Sara adapted well to life in Israel and still lives there today. She never went back to Poland. She writes lovingly of the Pilches (although without making them into saints), but doesn't have anything kind to say about her uncles and grandfather. I don't know whether she was just trying to show a child's perspective, or whether, as an adult, she still feels anger and resentment towards them. I'm not sure how much contact she had with them after she arrived in Israel; it seems that rather than move into the family home she lived in a kibbutz.
Both sides were trying to do what they thought was right, but their positions were so radically different. After she was basically imprisoned in her grandfather's apartment (she kept trying to run away so they kept her locked up), she asked to write to her parents, meaning the Pilches. Her grandfather angrily responded that they weren't her parents, they were gentiles, and it would be better for her to die as a Jew than to live as a Christian. Even into adulthood Sara carried a great deal of guilt.

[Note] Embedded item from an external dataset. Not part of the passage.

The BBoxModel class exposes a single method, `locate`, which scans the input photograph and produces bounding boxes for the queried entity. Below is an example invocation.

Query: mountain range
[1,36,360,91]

I liked the parts of the book that were about her childhood and the custody battle, but I thought the parts where she wrote about her adult life were both uninteresting and unnecessary. The narrative skipped around a lot chronologically, so sometimes I wasn't sure about the order of things. I think it could have used another pass at the editing table. But the story is compelling and I think both adoptees/adopters and people interested in the Holocaust would benefit from reading it.